Du simple outil pratique au confident intime
À l’origine, les agents conversationnels généralistes tels que ChatGPT, Gemini ou Claude avaient été conçus pour des tâches pragmatiques : synthétiser de longs documents, automatiser des traductions ou stimuler la créativité professionnelle. Pourtant, selon les travaux récents cités dans l’article, ces interfaces sont désormais très fréquemment mobilisées pour obtenir du soutien émotionnel et combler un besoin de compagnie.
Face au sentiment d’isolement ou aux aléas du quotidien, de nombreux utilisateurs trouvent auprès de ces machines un écho faussement bienveillant, disponible à toute heure et sans jugement.
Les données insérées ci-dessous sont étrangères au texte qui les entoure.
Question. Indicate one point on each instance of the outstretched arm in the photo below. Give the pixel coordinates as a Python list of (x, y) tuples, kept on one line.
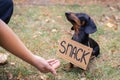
[(13, 44)]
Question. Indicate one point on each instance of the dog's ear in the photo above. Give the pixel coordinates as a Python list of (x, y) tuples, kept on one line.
[(90, 26)]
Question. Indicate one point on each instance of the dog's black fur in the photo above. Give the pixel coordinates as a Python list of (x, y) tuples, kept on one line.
[(85, 27)]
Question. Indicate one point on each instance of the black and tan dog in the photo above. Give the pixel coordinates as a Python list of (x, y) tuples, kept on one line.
[(83, 25)]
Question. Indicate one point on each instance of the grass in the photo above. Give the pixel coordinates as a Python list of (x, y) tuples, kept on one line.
[(41, 27)]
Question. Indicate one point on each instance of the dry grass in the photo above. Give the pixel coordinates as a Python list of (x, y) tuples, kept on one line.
[(41, 27)]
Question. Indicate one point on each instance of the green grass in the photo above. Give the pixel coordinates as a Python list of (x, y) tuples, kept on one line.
[(35, 26)]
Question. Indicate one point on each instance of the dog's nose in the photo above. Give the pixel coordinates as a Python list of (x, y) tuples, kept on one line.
[(67, 13)]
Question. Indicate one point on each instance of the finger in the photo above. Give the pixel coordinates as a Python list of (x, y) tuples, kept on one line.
[(51, 60), (53, 71)]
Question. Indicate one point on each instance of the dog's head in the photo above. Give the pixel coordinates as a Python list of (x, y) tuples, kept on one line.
[(79, 20)]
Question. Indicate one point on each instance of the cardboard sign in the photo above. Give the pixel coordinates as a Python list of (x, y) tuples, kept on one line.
[(74, 52)]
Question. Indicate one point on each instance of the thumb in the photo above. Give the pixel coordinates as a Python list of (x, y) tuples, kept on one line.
[(53, 71)]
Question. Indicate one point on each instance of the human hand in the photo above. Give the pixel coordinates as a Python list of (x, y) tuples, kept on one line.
[(46, 66)]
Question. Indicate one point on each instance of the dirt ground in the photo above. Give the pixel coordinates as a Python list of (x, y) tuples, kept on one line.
[(64, 2)]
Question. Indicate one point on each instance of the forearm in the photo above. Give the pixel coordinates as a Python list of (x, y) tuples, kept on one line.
[(13, 44)]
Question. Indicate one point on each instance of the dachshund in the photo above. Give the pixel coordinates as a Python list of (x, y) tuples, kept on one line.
[(83, 25)]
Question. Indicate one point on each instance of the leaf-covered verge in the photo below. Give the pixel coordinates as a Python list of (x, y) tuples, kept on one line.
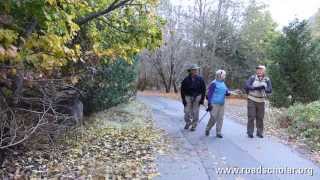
[(119, 143), (283, 124)]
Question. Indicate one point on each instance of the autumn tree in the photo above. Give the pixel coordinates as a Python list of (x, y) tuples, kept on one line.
[(48, 46)]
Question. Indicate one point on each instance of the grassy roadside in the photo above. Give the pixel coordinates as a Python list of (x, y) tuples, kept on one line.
[(119, 143)]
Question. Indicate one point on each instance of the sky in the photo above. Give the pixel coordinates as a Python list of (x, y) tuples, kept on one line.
[(283, 11)]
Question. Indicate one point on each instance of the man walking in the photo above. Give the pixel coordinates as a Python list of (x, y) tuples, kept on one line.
[(257, 88), (193, 90)]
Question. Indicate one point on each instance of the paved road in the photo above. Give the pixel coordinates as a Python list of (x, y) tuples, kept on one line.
[(198, 157)]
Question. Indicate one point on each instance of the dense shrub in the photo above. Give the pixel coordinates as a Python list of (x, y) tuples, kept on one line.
[(109, 85), (305, 122), (295, 66)]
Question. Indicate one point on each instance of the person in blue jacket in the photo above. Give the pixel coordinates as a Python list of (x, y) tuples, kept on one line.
[(216, 100)]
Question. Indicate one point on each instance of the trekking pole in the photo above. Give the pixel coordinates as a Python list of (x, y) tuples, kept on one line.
[(203, 117)]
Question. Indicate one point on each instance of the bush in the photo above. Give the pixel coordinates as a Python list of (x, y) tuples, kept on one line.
[(305, 122), (110, 84), (295, 65)]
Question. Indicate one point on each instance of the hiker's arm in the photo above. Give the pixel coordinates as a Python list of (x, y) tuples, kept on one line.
[(269, 87), (203, 91), (249, 83), (211, 91), (182, 92), (228, 92)]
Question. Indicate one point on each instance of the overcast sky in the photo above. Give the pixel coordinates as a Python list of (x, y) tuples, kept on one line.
[(283, 11)]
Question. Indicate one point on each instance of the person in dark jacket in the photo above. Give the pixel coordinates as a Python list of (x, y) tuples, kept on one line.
[(257, 88), (193, 90)]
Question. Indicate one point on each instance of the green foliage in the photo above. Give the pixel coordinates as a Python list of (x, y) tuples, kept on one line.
[(315, 25), (111, 84), (295, 65), (305, 122), (257, 32)]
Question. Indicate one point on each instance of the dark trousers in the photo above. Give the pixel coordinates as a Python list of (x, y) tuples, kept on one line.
[(255, 113)]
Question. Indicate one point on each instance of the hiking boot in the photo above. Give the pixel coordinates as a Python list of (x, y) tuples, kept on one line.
[(207, 133), (219, 136), (260, 135)]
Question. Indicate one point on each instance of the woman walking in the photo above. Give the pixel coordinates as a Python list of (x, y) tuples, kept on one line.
[(216, 100)]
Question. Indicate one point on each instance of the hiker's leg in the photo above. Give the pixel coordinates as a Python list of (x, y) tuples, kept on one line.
[(220, 114), (196, 108), (251, 117), (188, 110), (260, 117), (212, 120)]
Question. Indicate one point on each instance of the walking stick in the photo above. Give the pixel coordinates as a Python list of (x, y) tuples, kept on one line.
[(203, 117)]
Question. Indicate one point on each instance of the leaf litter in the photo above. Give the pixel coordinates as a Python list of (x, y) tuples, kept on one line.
[(119, 143)]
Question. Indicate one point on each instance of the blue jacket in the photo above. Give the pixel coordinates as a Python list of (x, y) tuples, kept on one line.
[(217, 92)]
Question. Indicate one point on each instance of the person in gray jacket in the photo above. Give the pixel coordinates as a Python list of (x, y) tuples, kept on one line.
[(257, 88)]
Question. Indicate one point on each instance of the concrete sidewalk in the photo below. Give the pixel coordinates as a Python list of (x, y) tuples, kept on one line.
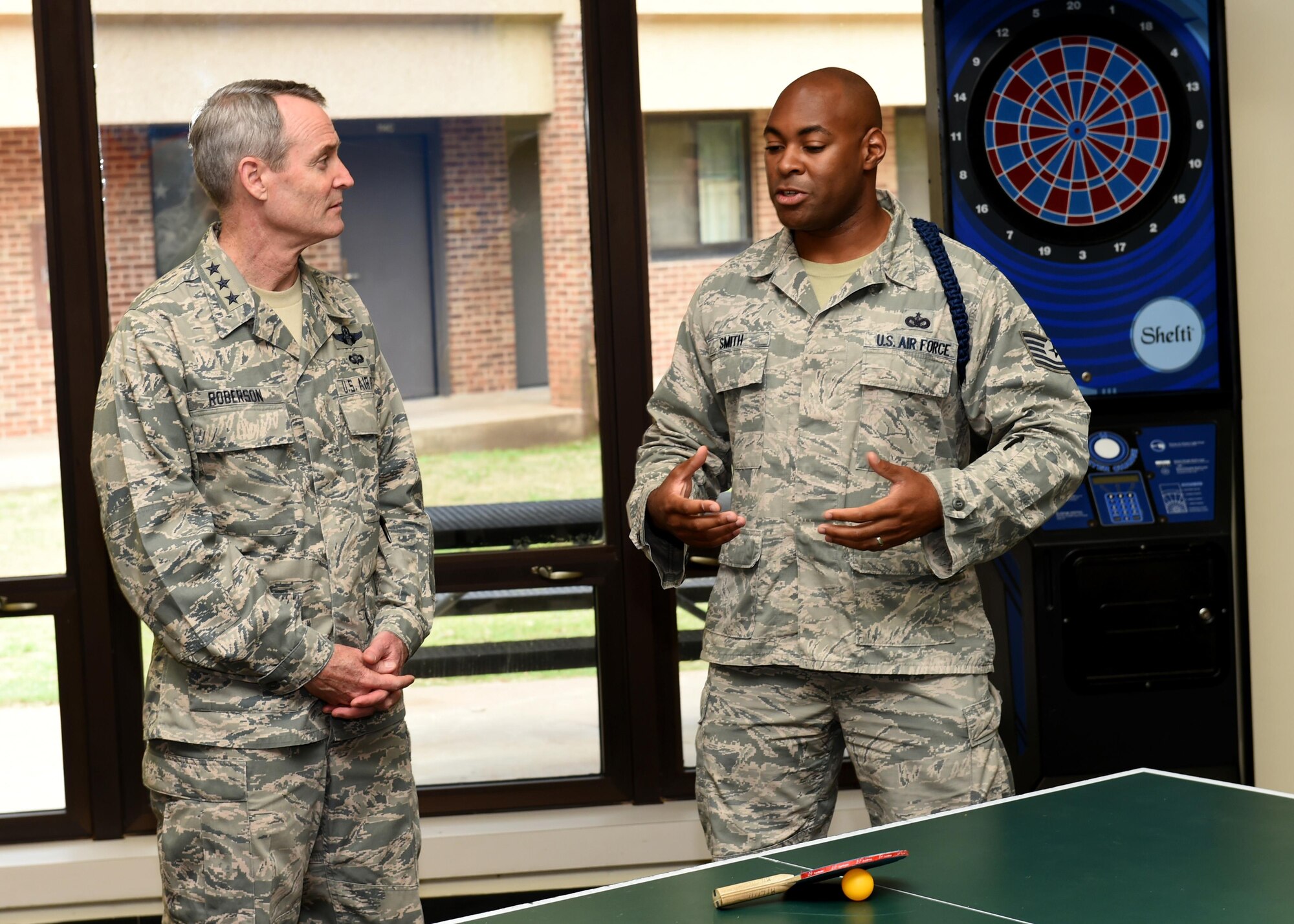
[(463, 733)]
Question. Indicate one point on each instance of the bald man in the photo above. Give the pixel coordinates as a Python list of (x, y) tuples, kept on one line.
[(817, 377)]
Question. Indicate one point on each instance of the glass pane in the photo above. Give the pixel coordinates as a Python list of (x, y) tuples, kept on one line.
[(510, 690), (721, 181), (29, 714), (466, 231), (30, 481), (720, 76), (672, 183)]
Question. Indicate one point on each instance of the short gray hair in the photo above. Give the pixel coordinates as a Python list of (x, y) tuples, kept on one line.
[(241, 121)]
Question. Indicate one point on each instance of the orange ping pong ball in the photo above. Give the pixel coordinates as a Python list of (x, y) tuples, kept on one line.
[(857, 886)]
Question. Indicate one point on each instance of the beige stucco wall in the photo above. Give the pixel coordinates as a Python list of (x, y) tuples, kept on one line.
[(17, 72), (367, 69), (711, 63), (1262, 137), (157, 60)]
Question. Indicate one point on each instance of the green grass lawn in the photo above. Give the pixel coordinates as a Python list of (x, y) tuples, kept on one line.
[(558, 473), (32, 533), (29, 674)]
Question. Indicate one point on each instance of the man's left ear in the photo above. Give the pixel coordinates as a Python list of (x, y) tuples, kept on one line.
[(874, 148)]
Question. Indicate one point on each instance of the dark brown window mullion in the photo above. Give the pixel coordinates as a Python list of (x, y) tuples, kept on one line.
[(98, 676), (618, 210)]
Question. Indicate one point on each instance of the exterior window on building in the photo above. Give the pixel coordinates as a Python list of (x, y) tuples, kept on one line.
[(913, 169), (698, 184)]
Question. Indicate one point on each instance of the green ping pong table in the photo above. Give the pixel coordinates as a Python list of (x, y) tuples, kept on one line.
[(1145, 847)]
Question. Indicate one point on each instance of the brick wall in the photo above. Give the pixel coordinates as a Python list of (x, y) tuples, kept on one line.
[(27, 349), (565, 214), (478, 256)]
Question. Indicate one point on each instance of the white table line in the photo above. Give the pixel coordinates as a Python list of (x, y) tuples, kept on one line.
[(794, 866), (953, 905)]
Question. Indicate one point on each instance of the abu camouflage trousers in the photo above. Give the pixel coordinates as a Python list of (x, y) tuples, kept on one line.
[(318, 833), (772, 741)]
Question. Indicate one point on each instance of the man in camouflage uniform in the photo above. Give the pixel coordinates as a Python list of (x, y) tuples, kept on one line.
[(816, 377), (263, 509)]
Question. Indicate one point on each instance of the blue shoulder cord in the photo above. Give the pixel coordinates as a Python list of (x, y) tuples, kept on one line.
[(930, 235)]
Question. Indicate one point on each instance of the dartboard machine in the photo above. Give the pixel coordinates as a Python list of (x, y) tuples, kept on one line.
[(1082, 149)]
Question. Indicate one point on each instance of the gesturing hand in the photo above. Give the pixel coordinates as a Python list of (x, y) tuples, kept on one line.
[(350, 687), (909, 511), (697, 523)]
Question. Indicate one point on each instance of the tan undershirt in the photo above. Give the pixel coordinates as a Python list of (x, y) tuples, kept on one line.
[(829, 278), (287, 305)]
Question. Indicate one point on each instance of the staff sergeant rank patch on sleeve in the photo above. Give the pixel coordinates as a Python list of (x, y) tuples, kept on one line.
[(1042, 353)]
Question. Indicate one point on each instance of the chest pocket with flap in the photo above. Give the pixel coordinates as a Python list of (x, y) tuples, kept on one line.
[(247, 468), (904, 420), (738, 376)]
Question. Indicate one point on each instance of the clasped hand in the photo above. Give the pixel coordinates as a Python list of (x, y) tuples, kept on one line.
[(358, 684), (910, 509)]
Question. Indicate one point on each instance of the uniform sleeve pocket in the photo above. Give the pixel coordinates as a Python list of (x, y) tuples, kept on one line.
[(743, 552), (362, 415), (249, 428)]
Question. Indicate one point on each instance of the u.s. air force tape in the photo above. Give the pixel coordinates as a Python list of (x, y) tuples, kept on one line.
[(1042, 353)]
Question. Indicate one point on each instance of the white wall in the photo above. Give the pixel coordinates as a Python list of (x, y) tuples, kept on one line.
[(1262, 138)]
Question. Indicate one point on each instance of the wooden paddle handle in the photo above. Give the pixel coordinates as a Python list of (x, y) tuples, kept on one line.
[(756, 888)]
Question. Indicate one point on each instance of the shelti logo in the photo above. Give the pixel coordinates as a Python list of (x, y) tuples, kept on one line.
[(1168, 335)]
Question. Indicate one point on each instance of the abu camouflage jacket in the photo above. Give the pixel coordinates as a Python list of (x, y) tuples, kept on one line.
[(261, 501), (790, 397)]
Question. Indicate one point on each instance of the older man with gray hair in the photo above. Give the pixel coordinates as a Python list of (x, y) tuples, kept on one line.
[(262, 505)]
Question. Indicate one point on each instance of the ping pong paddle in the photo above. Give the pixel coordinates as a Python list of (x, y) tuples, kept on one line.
[(782, 882)]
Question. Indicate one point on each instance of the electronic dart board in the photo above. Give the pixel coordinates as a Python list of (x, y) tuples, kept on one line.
[(1082, 149), (1081, 159)]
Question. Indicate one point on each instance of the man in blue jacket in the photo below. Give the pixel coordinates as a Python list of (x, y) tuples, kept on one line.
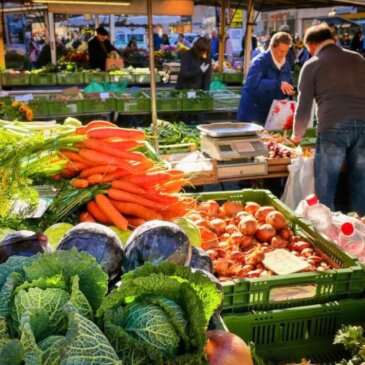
[(268, 78)]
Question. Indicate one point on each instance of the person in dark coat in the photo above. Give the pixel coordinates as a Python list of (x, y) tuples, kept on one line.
[(99, 47), (268, 78), (195, 70)]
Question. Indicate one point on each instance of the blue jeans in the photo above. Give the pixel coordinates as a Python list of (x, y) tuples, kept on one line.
[(343, 143)]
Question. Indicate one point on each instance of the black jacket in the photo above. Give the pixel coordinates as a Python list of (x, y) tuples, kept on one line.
[(191, 76), (97, 54)]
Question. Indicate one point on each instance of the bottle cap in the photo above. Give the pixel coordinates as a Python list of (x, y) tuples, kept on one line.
[(347, 229), (311, 199)]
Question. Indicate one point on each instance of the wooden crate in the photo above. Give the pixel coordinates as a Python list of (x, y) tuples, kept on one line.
[(278, 164)]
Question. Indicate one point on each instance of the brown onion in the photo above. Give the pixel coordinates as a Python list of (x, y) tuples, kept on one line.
[(225, 348)]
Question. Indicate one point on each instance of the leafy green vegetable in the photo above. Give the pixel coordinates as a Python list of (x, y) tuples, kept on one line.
[(159, 315)]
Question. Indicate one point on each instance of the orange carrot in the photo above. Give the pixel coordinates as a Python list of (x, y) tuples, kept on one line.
[(96, 212), (105, 159), (111, 212), (86, 217), (94, 124), (134, 222), (103, 133), (136, 210), (105, 169), (79, 183), (95, 179), (127, 186), (148, 179), (134, 198)]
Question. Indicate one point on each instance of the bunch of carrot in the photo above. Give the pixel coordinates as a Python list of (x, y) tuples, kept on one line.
[(133, 189)]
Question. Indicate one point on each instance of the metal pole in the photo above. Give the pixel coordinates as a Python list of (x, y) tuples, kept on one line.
[(222, 33), (52, 38), (153, 79), (248, 42)]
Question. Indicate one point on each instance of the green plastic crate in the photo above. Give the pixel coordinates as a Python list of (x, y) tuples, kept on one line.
[(225, 99), (245, 294), (203, 101), (99, 104), (43, 79), (96, 77), (133, 102), (233, 77), (60, 107), (70, 78), (15, 79), (39, 106), (288, 335)]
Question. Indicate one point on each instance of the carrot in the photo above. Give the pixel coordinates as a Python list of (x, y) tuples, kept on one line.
[(96, 212), (73, 165), (175, 186), (107, 147), (148, 179), (135, 221), (134, 198), (136, 210), (105, 159), (94, 124), (127, 186), (79, 183), (126, 133), (111, 212), (105, 169), (95, 179), (86, 217)]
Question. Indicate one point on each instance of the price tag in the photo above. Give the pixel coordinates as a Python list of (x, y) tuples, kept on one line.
[(282, 262), (25, 98), (104, 96)]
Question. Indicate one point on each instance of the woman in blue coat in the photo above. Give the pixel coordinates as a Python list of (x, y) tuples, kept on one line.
[(269, 77)]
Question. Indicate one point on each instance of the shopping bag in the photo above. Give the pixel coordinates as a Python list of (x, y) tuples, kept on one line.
[(300, 181), (281, 115)]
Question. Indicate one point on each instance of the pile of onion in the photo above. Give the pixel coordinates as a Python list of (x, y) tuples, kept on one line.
[(225, 348)]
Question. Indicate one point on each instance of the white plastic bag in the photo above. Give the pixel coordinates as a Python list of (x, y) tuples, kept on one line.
[(300, 182)]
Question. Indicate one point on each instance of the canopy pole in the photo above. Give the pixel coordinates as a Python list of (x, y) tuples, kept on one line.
[(248, 37), (222, 33), (153, 78)]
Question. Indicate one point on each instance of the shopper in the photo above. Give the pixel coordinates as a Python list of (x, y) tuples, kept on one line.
[(268, 78), (195, 70), (335, 79), (99, 48)]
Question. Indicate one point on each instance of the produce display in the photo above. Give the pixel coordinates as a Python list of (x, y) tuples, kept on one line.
[(237, 237)]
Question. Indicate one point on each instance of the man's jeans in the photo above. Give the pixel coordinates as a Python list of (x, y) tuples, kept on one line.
[(343, 143)]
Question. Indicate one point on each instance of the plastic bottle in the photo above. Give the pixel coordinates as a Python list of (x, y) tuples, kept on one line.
[(320, 216), (351, 240)]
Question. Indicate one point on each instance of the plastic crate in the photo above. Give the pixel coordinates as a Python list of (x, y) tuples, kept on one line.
[(43, 79), (225, 99), (96, 77), (283, 291), (39, 106), (133, 102), (99, 104), (201, 102), (233, 77), (60, 107), (15, 79), (288, 335), (70, 78)]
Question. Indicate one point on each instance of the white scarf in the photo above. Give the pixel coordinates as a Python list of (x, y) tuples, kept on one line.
[(278, 64)]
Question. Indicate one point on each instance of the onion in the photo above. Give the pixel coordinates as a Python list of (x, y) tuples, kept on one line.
[(276, 219), (225, 348), (248, 226), (263, 212), (265, 233)]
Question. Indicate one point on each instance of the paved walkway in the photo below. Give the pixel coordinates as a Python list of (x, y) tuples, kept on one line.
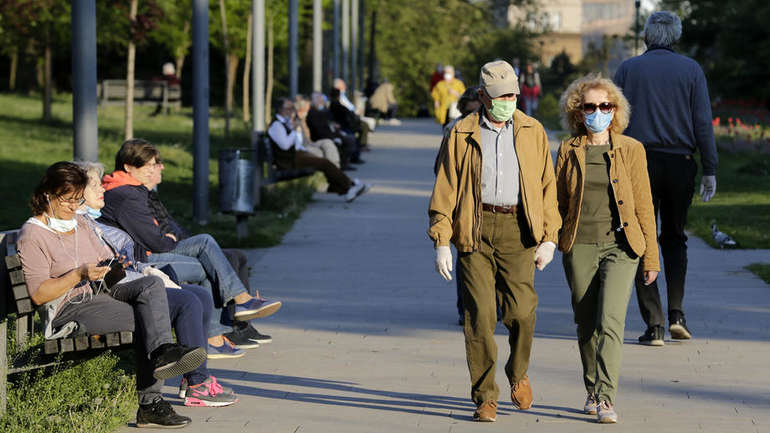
[(367, 340)]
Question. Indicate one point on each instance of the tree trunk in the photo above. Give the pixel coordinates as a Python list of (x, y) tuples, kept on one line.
[(228, 81), (247, 72), (47, 79), (180, 52), (14, 67), (129, 115), (269, 85), (232, 69)]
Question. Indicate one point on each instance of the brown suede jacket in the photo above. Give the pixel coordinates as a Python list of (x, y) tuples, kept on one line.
[(455, 206), (630, 186)]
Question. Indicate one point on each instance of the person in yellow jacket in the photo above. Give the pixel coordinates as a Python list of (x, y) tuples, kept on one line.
[(495, 200), (445, 94), (609, 226)]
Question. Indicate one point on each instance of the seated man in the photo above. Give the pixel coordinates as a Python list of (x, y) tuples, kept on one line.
[(290, 153), (364, 124), (319, 122), (127, 206), (322, 147)]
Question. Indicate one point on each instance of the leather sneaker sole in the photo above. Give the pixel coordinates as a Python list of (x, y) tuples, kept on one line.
[(679, 332), (189, 362)]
Cette quête de réconfort numérique modifie en profondeur la relation humaine à la technologie, brouillant les repères entre une aide fonctionnelle et une relation affective authentique.
Des signaux d’alarme sanitaires déjà bien réels
Cette proximité avec des machines dénuées de conscience produit déjà des conséquences dramatiques. Selon l’étude, des signaux d’alarme concrets ont d’ores et déjà été documentés : des cas de suicides directement associés à des interactions avec des agents conversationnels, le déclenchement d’épisodes psychotiques, sans oublier d’importantes fuites de données personnelles particulièrement intimes.
Les chercheurs soulignent que les versions actuelles de ces modèles deviennent chaque jour plus rapides, plus adaptatives et de plus en plus autonomes. Cette fluidité conversationnelle décuple le risque d’une dépendance affective exacerbée. En fournissant des réponses personnalisées en continu, ces outils peuvent inciter les personnes en détresse à délaisser leurs réseaux de soutien réels au profit d’une béquille algorithmique illusoire.
L’essor inquiétant des thérapies par IA non régulées
Le danger franchit un cap supplémentaire avec la commercialisation d’outils explicitement vendus comme des services thérapeutiques pour smartphones. Les auteurs pointent notamment l’arrivée récente de Slingshot AI, un dispositif promu comme la première intelligence artificielle vouée à la thérapie, promettant une assistance personnalisée accessible à quiconque possède un téléphone portable.
Bien que l’entreprise affirme avoir testé son produit en phase bêta auprès de 50 000 utilisateurs, les scientifiques dénoncent une faille majeure : cet agent n’a fait l’objet d’aucun essai randomisé contrôlé. Dès lors, ni ses prétendus bénéfices thérapeutiques, ni ses potentiels effets indésirables n’ont été rigoureusement mesurés. Diffuser de telles applications sans validation clinique préalable expose les patients à des interventions psychologiques imprévisibles et potentiellement toxiques.
Le spectre d’une crise de santé publique globale
À mesure que ces logiciels gagnent en popularité, les auteurs s’inquiètent de la survenue d’un choc sanitaire d’envergure internationale. Faute de garde-fous, cette dépendance de masse aux confidents de synthèse pourrait déstabiliser des millions d’individus et peser lourdement sur les systèmes de santé publique.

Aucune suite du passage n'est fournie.